As a second resort, you can also email a TA directly: kdunn@cs.columbia.edu or am2104@columbia.edu.
1. (20
points):
Patterson and Hennessy Exercise 4.57.
2. (5
points):
Patterson and Hennessy Exercise 5.1.
3. (15
points):
Patterson and Hennessy Exercise 5.5.
4. (15
points):
Patterson and Hennessy Exercise 5.6.
5. (15
points):
Patterson and Hennessy Exercise 5.12.
6. (40 points): MIPS Single-Clock Cycle
Implementation. In class, we covered a MIPS single-clock cycle
implementation which handled “core” MIPS instructions: R-type (add, sub, and,
or, slt), memory-reference (lw,sw), conditional branch (beq) and jump (j). In
this problem, we will add a PowerPC-style function to the MIPS single-cycle
datapath.
This function is storeword-and-autoincrement, which
we shall write in assembly language as “sw+”. This function is useful if we
have to store many elements in an array and have to run through it quickly. It
stores a word just like “sw” does, but also increments the address register to
the next word in the same single instruction. For example, the following
command
sw+
$8,0($9)
will store the current value of register $8 into the
memory location pointed to by register $9 (plus the offset 0). It will then
increment the address in register $9 by 4 to point to the next word in memory.
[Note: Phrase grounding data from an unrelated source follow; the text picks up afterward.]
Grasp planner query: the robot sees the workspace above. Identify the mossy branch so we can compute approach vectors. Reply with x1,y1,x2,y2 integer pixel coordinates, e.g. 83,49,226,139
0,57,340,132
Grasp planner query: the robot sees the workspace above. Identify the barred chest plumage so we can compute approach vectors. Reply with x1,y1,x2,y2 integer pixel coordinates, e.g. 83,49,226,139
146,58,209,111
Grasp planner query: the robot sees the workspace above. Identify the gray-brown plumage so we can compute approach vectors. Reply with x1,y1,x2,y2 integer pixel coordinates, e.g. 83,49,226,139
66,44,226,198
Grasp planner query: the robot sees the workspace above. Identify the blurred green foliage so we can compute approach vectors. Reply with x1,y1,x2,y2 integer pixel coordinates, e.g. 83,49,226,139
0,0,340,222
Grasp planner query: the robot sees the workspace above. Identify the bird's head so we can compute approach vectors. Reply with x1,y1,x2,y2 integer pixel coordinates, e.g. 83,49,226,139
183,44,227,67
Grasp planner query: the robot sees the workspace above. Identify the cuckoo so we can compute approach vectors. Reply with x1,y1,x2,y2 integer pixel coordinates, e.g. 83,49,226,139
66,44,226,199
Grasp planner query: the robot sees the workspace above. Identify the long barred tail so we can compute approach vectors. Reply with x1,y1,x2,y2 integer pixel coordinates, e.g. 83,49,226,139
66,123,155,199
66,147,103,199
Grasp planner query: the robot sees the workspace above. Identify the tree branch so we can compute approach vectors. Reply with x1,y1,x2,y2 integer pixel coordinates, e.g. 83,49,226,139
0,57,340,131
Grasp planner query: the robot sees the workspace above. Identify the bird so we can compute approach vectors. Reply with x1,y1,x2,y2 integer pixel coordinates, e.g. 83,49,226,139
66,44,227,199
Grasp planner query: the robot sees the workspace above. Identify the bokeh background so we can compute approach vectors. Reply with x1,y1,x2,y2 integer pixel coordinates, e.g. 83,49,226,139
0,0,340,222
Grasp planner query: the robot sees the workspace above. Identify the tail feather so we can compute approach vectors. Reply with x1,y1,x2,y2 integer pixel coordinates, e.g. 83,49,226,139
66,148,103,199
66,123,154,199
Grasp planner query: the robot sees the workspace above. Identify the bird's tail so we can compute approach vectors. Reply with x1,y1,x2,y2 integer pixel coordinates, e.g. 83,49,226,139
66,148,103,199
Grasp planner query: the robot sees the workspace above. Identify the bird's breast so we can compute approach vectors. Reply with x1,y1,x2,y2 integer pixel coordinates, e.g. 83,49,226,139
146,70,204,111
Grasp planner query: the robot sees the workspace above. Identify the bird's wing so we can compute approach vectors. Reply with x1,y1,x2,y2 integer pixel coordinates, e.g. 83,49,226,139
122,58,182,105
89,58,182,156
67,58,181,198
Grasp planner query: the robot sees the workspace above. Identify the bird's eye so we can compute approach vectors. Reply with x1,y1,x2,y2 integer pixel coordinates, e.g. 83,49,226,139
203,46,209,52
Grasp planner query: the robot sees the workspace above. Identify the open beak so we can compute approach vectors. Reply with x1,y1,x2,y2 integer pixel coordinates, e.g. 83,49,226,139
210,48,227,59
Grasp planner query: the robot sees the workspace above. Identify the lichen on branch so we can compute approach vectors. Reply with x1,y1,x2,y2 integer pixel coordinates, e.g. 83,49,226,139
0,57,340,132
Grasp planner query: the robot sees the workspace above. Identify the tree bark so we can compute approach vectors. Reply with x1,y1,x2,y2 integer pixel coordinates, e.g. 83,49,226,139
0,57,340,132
Thus, the “sw+” instruction is equivalent to the two MIPS instructions:
sw $8,0($9)
addi
$9,$9,4
The “sw+” instruction always increments the address
register by 4 (not a variable amount). Also, it need not have 0 as the offset, we
could have just as easily said:
sw+
$8,40($9)
which is equivalent to:
sw
$8,40($9)
addi
$9,$9,4
We would like to include this as another single
instruction in the single-cycle implementation so both the “sw” and the “addi”
should occur in parallel in the same clock cycle (as is the case for all
single-cycle datapaths we have seen). Assume that “sw+” has the same
instruction format as “sw” but a different opcode (so that the machine can
distinguish the two). Modify the single-cycle datapath and the control circuits
from what we had in class (i.e. near the end of section 5.3 in the text) right
before we added the “jump” instruction. In other words, assume we have the
datapath in Figure 5.26 which implements R-types, lw, sw and beq (not jump).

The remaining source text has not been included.